Applies To: AIM Photonics PDKs, many Arm-based SoCs

Cost & Access Tiers

  • Fully Open & Free

    Best for: Early research, teaching, community MPW.

    Platforms: SKY130, GF180MCU, IHP SG13G2, Open_PDKs, PicoRV32, VexRiscv, Chipyard and PULP SoCs.

  • Low-Cost Research (Fees / MPW)

    Best for: University chips, startup prototypes, shared shuttles.

    Platforms: Open PDKs with MPW runs; PULP / Chipyard taped out on SKY130 or GF180.

  • Commercial PDK & IP

    Best for: Product SoCs, photonic modules, high-volume integration.

    Platforms: AIM Photonics PDKs, proprietary CMOS nodes, Arm and licensed RISC‑V cores.

Critical Decision Factors

  • Process & Node

    How does feature size and device mix match your constraints?

    • 130/180 nm open nodes work well for digital control and mixed-signal.
    • BiCMOS and RF options matter for analog-heavy designs.
    • Photonic PDKs add waveguides, couplers, and detectors.
  • Tooling & Integration

    Can your team run the full flow with open or licensed EDA?

    • Open_PDKs and IIC‑OSIC‑TOOLS enable full open flows on SKY130 and GF180.
    • SoC generators (Chipyard, PULP) accelerate RISC‑V integration.
    • Photonic design often requires specialised layout and simulation tools.
  • IP & Licensing

    What are your obligations around redistribution and derivatives?

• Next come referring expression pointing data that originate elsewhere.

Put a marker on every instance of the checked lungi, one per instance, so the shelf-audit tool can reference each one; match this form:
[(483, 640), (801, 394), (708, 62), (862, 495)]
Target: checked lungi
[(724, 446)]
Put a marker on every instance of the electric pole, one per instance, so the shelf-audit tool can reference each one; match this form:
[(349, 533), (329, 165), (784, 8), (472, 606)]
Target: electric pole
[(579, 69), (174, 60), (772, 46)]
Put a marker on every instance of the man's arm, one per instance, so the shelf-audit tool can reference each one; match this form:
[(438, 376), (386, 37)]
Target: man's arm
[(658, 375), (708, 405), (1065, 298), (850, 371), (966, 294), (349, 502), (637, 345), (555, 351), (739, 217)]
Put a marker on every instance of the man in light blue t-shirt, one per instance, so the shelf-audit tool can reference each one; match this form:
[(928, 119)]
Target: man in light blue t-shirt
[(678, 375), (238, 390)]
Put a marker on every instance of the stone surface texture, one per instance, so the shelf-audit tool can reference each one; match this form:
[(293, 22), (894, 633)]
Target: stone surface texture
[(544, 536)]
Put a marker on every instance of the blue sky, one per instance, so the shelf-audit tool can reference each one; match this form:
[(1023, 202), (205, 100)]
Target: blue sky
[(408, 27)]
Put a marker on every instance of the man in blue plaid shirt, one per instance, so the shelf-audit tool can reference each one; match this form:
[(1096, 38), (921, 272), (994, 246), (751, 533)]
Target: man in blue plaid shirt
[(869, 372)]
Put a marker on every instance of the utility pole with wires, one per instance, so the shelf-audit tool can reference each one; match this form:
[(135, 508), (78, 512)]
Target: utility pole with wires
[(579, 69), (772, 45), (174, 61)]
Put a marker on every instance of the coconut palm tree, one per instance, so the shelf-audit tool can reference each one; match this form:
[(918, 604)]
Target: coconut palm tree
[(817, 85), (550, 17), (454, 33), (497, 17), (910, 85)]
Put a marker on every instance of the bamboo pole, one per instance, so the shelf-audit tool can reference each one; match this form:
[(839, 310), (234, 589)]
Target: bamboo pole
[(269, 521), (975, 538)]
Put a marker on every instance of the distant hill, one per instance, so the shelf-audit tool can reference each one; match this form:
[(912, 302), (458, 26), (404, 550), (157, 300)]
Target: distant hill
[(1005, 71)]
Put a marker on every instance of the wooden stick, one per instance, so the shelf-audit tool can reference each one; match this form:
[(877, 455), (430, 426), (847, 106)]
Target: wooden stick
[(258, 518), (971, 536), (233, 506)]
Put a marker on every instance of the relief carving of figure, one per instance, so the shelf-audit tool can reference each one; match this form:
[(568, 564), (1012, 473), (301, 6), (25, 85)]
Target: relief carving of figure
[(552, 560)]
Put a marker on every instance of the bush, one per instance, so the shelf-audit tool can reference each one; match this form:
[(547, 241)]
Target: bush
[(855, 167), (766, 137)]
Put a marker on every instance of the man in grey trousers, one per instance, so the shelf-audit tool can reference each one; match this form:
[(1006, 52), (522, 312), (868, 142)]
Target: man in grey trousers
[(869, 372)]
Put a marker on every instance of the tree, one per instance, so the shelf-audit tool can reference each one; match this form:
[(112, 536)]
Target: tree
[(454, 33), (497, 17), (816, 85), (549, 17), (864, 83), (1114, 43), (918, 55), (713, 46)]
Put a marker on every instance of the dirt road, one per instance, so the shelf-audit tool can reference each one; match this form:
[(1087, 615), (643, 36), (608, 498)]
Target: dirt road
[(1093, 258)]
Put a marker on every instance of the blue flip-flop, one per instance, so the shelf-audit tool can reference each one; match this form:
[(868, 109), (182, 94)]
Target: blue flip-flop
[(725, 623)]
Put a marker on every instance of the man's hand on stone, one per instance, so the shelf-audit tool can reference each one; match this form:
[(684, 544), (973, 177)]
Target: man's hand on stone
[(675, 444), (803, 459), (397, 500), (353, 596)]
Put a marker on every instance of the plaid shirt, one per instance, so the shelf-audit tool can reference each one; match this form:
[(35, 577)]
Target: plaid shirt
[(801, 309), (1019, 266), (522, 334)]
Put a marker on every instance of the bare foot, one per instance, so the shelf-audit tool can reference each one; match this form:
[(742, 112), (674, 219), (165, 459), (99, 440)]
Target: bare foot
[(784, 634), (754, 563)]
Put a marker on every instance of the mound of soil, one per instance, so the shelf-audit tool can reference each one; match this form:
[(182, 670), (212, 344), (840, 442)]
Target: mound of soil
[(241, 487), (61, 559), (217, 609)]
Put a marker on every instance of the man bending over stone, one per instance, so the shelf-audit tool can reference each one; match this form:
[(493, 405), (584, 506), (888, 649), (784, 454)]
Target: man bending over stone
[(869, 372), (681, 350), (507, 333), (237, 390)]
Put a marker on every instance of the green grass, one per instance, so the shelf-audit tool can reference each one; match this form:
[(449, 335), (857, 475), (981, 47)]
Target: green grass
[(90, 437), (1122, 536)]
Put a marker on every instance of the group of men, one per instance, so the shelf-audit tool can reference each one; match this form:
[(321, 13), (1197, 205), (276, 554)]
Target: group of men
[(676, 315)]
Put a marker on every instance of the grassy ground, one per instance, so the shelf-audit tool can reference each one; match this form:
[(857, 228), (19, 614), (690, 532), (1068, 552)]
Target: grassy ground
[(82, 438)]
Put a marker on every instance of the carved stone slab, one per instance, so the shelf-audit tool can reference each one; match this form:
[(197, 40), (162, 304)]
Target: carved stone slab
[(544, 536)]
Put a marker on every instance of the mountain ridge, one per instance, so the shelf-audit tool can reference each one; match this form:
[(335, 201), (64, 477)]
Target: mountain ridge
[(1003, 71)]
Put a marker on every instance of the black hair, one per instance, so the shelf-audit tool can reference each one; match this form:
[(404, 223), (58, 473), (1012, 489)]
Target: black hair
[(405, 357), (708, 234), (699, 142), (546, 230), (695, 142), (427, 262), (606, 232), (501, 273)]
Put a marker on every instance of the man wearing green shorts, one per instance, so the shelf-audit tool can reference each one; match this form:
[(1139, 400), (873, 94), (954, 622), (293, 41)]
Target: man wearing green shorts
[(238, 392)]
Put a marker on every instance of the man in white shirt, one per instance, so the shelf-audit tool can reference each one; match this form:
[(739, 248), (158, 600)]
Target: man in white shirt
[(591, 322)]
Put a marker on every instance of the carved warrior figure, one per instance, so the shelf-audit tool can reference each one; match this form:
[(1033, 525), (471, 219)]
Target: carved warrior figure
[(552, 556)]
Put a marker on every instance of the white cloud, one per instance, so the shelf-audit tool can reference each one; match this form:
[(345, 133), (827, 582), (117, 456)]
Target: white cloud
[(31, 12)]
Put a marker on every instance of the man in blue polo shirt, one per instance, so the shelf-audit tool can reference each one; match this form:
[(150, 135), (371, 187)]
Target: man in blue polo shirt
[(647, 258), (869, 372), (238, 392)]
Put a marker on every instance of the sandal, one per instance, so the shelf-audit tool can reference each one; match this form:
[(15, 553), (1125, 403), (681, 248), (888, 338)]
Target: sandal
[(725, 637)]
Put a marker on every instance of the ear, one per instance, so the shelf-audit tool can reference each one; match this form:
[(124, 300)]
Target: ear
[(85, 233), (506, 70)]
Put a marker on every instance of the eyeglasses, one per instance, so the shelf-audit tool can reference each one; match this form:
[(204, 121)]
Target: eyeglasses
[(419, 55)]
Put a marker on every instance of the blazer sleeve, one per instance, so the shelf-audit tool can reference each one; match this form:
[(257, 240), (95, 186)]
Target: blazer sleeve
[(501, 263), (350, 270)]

    • Apache, MIT, ISC, BSD are permissive with attribution.
    • Custom open PDKs may enforce share-alike requirements.
    • Commercial PDKs and Arm IP require NDAs and paid licences.
  • Timeline & Risk

    How quickly must you tape out and iterate?

    • Open MPWs favour frequent, low-cost iterations.
    • Commercial runs need more up-front validation and NRE.
    • Reuse of proven cores reduces bring-up risk.

Deployment Scale Guidance

  • Academic Labs & Makers (1–5 chips)

    Recommended: SKY130 / GF180 PDKs, Open_PDKs, IIC‑OSIC‑TOOLS, PicoRV32 or VexRiscv cores, Chipyard demo SoCs.

    Priority: Documentation, community examples, simple flows, low tapeout cost.

  • Startups & Research Prototypes (5–50 chips)

    Recommended: SKY130 / GF180 with PULP or Chipyard SoCs; mixed-signal extensions on IHP SG13G2.

    Priority: Integration with standard toolchains, reproducible flows, clear IP position.

  • Commercial Products (50+ chips)

    Recommended: Commercial CMOS and photonic PDKs, licensed Arm or high-end RISC‑V, professional EDA.

    Priority: Yield, foundry support, long-term IP agreements, safety certification.